Spark Inside say the programme is timely as it supports the recent shift in youth justice policy and practice to “child first” principles. In 2019, the Youth Justice Board published updated standards for services that focus on prioritising the needs of young people and their potential, build on individual’s strengths and capabilities, develop a pro-social identity for sustainable desistance from crime, and encourage participation and engagement from the young person.

“In policy terms, the non-directive approach and one-to-one support ensures we remain ‘child-first’,” explains Cardwell. “This means factors like developmental maturity can be identified and responded to, protecting the rights of the child.”

Long-term solutions

Spark Inside says life coaching is a “hidden tool” of increasing interest to youth justice services as they find long-term solutions for young people facing complex problems, and expects the number of participants in the pilot to rise as more YOSs join the programme.

Andrew Hillas, head of Southwark YOS, says: “The pilot is a great opportunity to support our young people to appreciate their own strengths and capacity for change, and we expect that to reflect positively in helping us as a service to avoid first-time entrants into the criminal justice system.

“We’re also focused on having strong ‘exit-plans’ for young people already on our caseloads, and we believe that the pilot’s one-to-one approach is a great strength there; desistence theory and wider research approaches are clear that long-term change is grounded in supportive relationships.”

Hillas believes professional life coaches can have a significant impact on young people.

“We have a volunteer mentoring service, which we greatly value, but we believe in the quality of the programme structure and its coaches – and that quality will be reflected in the results of the pilot,” he says. “That will contribute to keeping our young people out of the criminal justice system in the first place, or helping them develop a sense of themselves that allows them to grow social capital and flourish out in the world.”

SPARK INSIDE CUSTODY PROGRAMME OUTCOMES

In 2013, Spark Inside launched a 12-month pilot of Hero’s Journey involving eight 15- to 18-year-olds in Feltham and Cookham Wood YOIs.

This was commissioned by South London and North East London Resettlement consortia, multi-agency partnerships of youth offending teams, children’s services and others aiming to improve outcomes for under-18s emerging from custody.

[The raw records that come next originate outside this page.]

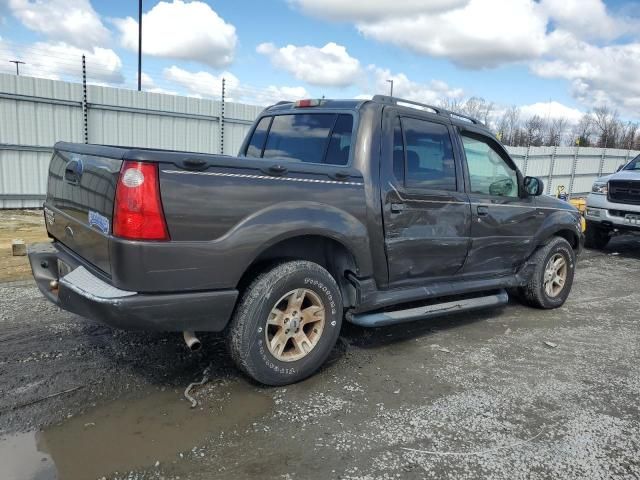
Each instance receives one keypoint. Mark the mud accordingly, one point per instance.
(466, 396)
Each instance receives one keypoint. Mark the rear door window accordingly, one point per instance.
(429, 161)
(258, 138)
(311, 138)
(489, 173)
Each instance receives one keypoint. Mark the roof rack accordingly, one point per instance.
(281, 102)
(438, 110)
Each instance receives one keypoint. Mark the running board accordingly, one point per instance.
(417, 313)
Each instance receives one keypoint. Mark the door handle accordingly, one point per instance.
(340, 176)
(275, 170)
(397, 207)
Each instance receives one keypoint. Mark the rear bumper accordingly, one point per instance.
(83, 293)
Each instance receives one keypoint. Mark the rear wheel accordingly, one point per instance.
(286, 323)
(596, 236)
(551, 282)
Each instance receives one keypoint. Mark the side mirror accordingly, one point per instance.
(533, 186)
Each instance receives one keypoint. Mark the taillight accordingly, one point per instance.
(137, 213)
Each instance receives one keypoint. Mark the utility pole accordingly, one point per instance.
(222, 117)
(139, 45)
(18, 63)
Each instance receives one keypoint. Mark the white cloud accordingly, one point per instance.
(200, 84)
(598, 75)
(475, 33)
(59, 61)
(373, 10)
(330, 65)
(431, 92)
(181, 30)
(551, 110)
(483, 33)
(586, 18)
(205, 84)
(73, 22)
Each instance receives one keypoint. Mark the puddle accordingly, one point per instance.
(20, 459)
(128, 434)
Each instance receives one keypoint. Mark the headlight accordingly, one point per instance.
(600, 187)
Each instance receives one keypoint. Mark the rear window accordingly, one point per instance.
(308, 137)
(429, 155)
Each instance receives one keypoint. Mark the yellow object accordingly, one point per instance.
(579, 203)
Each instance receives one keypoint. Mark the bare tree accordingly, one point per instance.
(534, 130)
(555, 130)
(583, 131)
(606, 125)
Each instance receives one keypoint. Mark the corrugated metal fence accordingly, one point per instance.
(35, 113)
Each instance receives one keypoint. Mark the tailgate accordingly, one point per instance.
(80, 196)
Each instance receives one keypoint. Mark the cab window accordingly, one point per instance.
(428, 152)
(489, 173)
(312, 138)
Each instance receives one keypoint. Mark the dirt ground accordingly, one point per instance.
(27, 225)
(512, 393)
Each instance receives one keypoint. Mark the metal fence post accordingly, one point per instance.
(552, 166)
(85, 116)
(526, 161)
(602, 158)
(222, 119)
(574, 166)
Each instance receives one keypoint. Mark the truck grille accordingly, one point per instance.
(624, 191)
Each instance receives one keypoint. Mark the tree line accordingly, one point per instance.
(600, 127)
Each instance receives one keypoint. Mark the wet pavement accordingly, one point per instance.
(476, 395)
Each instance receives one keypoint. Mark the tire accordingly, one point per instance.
(596, 237)
(535, 293)
(252, 342)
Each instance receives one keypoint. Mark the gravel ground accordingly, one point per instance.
(467, 396)
(27, 225)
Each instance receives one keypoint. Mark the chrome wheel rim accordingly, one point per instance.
(295, 325)
(555, 275)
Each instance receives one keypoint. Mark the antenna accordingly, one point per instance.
(18, 63)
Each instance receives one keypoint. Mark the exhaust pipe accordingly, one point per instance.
(191, 340)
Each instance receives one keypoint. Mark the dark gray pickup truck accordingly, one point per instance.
(378, 211)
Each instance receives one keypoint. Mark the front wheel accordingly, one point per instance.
(286, 323)
(551, 282)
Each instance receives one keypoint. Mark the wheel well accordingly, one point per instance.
(329, 253)
(569, 235)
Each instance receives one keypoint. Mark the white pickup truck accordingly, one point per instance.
(613, 206)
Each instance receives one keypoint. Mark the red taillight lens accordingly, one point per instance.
(137, 214)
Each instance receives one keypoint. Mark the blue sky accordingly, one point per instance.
(553, 57)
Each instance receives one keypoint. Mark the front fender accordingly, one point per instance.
(559, 221)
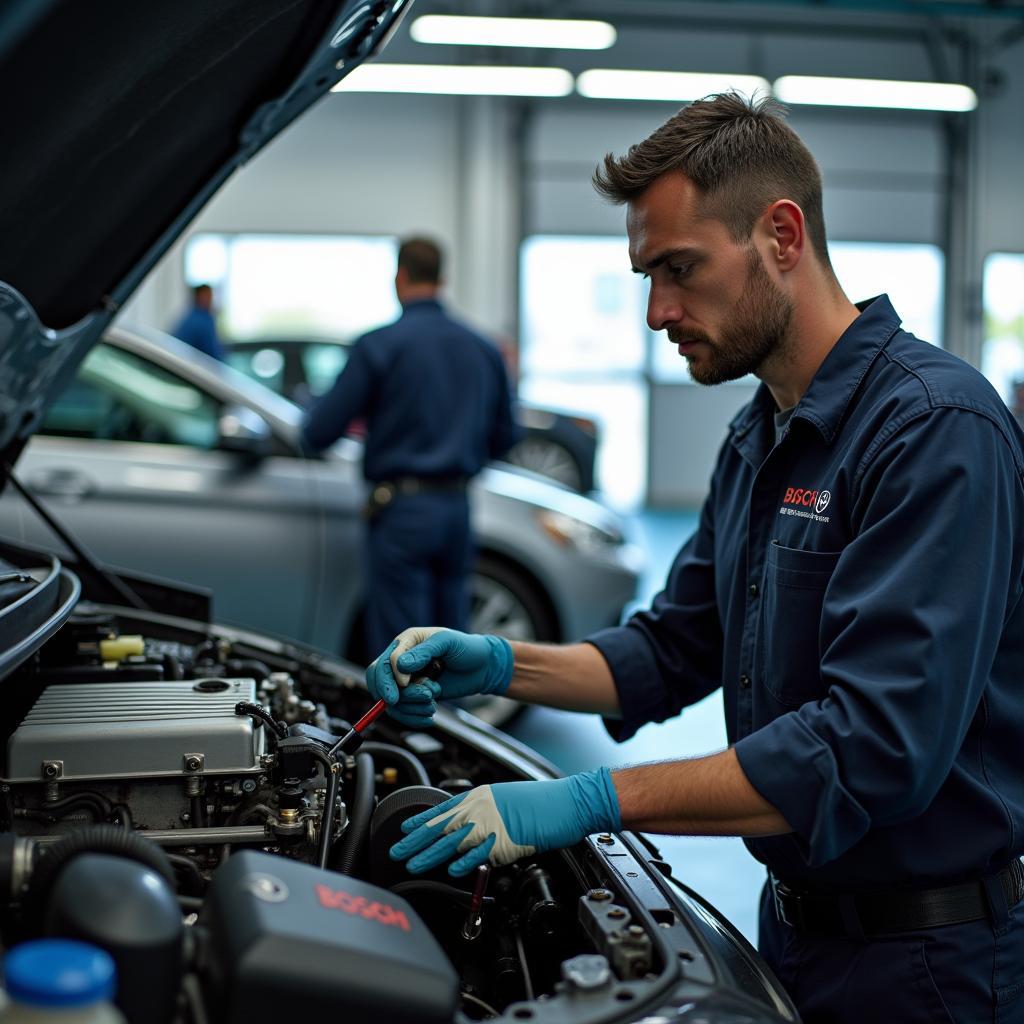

The consortia referred potential participants to the programme once they were six months away from release.

An independent evaluation found just one of the eight participants had been re-convicted a year after release. This was for a minor offence breaching probation conditions. Meanwhile, all eight were actively engaged in education, employment or training.

A subsequent three-year independent evaluation of Hero’s Journey from 2016-19 found that life-coaching made a clear, positive impact on the lives of over 350 young men in prison. Decision making and problem-solving improved by eight per cent.